Apple Inc. v. Motorola, Inc., No. 11C 8540, Slip Op. (N.D. Ill. Jan. 24, 2012) (Posner, J. sitting by designation).

In light of the upcoming trial of this case – in stages beginning with liability on June 11, 2012 – and the interest because of both the high profile parties and the fact that Seventh Circuit Judge Posner is presiding over the case, I am going to go out of order and profile a significant number of opinions from this case during June.

Judge Posner issued several brief rulings on a variety of damages and discovery matters:

  • The parties were given until February 6, 2012, to file briefs setting forth the proper remedies – not necessarily amounts – should the Court find against Motorola on any of Apple’s equitable defenses, including equitable estoppel and unclean hands, for allegedly failing to offer reasonable, nondiscriminatory license terms for its standards-based patents.
  • The parties were given one week to submit a proposed schedule for the completion of all damages discovery.
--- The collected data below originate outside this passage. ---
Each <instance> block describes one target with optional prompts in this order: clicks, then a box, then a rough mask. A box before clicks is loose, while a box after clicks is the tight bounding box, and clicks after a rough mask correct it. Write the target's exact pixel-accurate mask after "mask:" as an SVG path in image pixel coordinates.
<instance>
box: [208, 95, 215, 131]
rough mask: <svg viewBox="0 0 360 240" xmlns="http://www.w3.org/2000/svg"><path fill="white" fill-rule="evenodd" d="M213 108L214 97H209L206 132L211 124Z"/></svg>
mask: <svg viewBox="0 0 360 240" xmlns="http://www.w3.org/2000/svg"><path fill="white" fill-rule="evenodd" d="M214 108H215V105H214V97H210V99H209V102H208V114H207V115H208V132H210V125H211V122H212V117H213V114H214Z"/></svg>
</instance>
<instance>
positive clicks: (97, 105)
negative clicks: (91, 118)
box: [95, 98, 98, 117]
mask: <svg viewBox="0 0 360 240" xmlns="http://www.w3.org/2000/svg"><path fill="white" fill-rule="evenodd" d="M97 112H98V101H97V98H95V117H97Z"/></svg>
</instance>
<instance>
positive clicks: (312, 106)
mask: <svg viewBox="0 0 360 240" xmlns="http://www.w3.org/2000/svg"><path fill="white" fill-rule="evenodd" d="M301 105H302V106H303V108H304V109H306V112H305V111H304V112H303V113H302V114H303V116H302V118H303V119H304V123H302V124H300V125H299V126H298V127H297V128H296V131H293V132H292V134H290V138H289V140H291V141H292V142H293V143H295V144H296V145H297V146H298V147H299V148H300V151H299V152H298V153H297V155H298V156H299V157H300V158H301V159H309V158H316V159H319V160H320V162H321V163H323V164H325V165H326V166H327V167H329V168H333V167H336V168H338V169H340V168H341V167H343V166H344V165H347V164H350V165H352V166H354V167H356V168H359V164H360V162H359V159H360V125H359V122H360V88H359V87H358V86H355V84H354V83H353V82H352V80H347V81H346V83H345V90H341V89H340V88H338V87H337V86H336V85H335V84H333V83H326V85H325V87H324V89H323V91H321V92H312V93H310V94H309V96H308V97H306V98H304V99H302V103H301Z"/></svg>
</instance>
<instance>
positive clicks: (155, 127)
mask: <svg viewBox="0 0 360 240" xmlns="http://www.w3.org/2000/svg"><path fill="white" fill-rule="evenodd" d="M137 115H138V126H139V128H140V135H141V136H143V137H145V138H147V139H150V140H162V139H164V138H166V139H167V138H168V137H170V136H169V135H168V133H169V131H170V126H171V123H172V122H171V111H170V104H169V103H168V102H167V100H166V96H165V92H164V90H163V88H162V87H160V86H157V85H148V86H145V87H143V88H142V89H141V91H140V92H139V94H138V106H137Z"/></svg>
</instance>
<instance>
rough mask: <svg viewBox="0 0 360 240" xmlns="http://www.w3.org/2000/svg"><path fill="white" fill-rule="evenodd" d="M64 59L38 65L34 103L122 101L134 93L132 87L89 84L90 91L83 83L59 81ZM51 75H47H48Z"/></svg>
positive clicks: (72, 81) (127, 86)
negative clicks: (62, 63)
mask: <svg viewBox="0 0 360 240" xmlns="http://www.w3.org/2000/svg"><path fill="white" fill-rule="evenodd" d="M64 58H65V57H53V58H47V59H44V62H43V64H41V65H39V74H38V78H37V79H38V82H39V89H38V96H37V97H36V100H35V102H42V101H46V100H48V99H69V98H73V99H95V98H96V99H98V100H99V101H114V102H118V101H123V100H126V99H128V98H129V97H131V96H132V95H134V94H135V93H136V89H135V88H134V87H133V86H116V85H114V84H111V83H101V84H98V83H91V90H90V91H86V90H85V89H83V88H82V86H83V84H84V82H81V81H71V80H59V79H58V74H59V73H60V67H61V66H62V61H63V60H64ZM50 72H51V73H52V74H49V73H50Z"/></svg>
  • The parties were to submit briefs submitting their view of the proper standards for determining damages for patent infringement.
  • All equitable defenses would be tried separately one week after the liability trial.
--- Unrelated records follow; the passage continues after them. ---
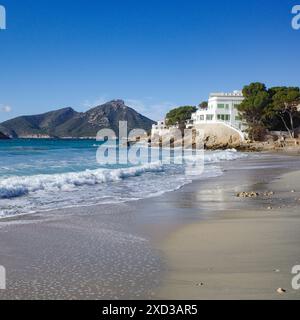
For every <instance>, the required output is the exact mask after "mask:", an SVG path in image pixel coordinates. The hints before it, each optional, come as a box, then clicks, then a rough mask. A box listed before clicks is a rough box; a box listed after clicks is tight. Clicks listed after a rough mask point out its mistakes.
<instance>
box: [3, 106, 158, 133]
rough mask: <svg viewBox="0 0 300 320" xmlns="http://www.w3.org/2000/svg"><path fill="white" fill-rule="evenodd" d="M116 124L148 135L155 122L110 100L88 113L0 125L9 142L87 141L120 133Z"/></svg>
mask: <svg viewBox="0 0 300 320" xmlns="http://www.w3.org/2000/svg"><path fill="white" fill-rule="evenodd" d="M119 121H127V125H128V130H129V131H130V130H132V129H135V128H140V129H144V130H145V131H147V132H149V131H150V130H151V127H152V125H153V124H154V121H152V120H151V119H149V118H147V117H145V116H143V115H141V114H139V113H138V112H136V111H135V110H134V109H132V108H130V107H128V106H126V105H125V102H124V101H123V100H112V101H110V102H107V103H105V104H103V105H100V106H97V107H95V108H92V109H90V110H88V111H87V112H77V111H75V110H74V109H73V108H63V109H59V110H55V111H50V112H47V113H44V114H40V115H32V116H21V117H17V118H14V119H11V120H8V121H5V122H3V123H1V124H0V132H2V135H3V136H7V137H11V138H90V137H95V136H96V134H97V132H98V131H99V130H101V129H104V128H109V129H112V130H114V131H115V133H116V134H118V132H119Z"/></svg>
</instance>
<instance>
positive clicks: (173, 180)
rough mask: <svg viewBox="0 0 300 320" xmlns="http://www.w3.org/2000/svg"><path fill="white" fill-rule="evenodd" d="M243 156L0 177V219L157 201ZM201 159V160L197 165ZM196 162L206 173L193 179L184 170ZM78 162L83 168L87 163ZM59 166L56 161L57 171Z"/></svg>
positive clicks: (212, 172) (158, 162) (220, 172)
mask: <svg viewBox="0 0 300 320" xmlns="http://www.w3.org/2000/svg"><path fill="white" fill-rule="evenodd" d="M245 156H247V155H245V154H242V153H240V152H237V151H236V150H224V151H205V152H204V153H203V154H202V155H201V154H198V155H197V156H196V158H195V157H194V156H191V155H187V156H186V157H185V160H186V165H180V164H179V165H177V164H169V165H168V164H161V163H159V162H156V163H151V164H146V165H141V166H135V167H127V168H122V169H108V168H107V169H90V170H84V171H76V172H68V173H58V172H56V173H53V174H32V172H31V175H28V176H24V175H23V176H16V175H14V176H5V175H4V176H2V178H1V179H0V217H7V216H14V215H19V214H25V213H29V212H37V211H39V212H44V211H49V210H53V209H59V208H67V207H78V206H90V205H96V204H100V203H101V204H105V203H119V202H126V201H133V200H139V199H142V198H149V197H155V196H158V195H162V194H164V193H166V192H170V191H173V190H177V189H179V188H181V187H182V186H184V185H186V184H188V183H191V181H192V180H194V179H208V178H210V177H216V176H219V175H221V174H222V169H221V167H220V166H219V165H218V163H219V162H221V161H232V160H235V159H238V158H241V157H245ZM197 157H200V158H202V160H203V161H202V162H201V161H200V162H199V159H197ZM77 159H78V158H77ZM80 161H81V160H80ZM48 162H49V161H48ZM194 162H195V163H196V173H197V165H199V163H200V166H201V163H203V164H204V166H205V167H204V171H203V170H201V168H199V171H198V174H196V175H195V176H194V177H192V178H191V177H190V176H187V175H186V174H185V169H186V167H187V166H189V165H191V164H192V165H193V164H194ZM80 163H82V166H83V167H84V164H85V163H86V162H84V161H81V162H80ZM60 164H61V162H60V161H59V160H58V161H57V167H58V168H59V165H60ZM72 165H73V163H72ZM71 167H72V166H71ZM53 168H54V166H53V164H52V169H53ZM53 170H54V169H53ZM25 172H26V171H25ZM54 172H55V171H54ZM33 173H34V172H33Z"/></svg>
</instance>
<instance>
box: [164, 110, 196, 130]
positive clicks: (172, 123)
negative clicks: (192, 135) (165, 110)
mask: <svg viewBox="0 0 300 320" xmlns="http://www.w3.org/2000/svg"><path fill="white" fill-rule="evenodd" d="M196 111H197V108H196V107H194V106H184V107H179V108H176V109H173V110H171V111H170V112H168V114H167V115H166V119H167V125H169V126H172V125H175V124H177V123H178V124H183V123H184V122H185V121H186V120H189V119H191V115H192V113H194V112H196Z"/></svg>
  • Damages would also be tried separately one week after the equitable defenses trial.
  • The Court excluded an Apple standards-setting witness.  Apple was given two weeks to submit a brief explaining why the standards did not speak for themselves and to propose another witness without an actual or potential conflict of interest.
  • The Court ordered the parties to limit the number of patents they wished to litigate at the liability trial and then for each opposing party to identify its list of defenses to the asserted patents.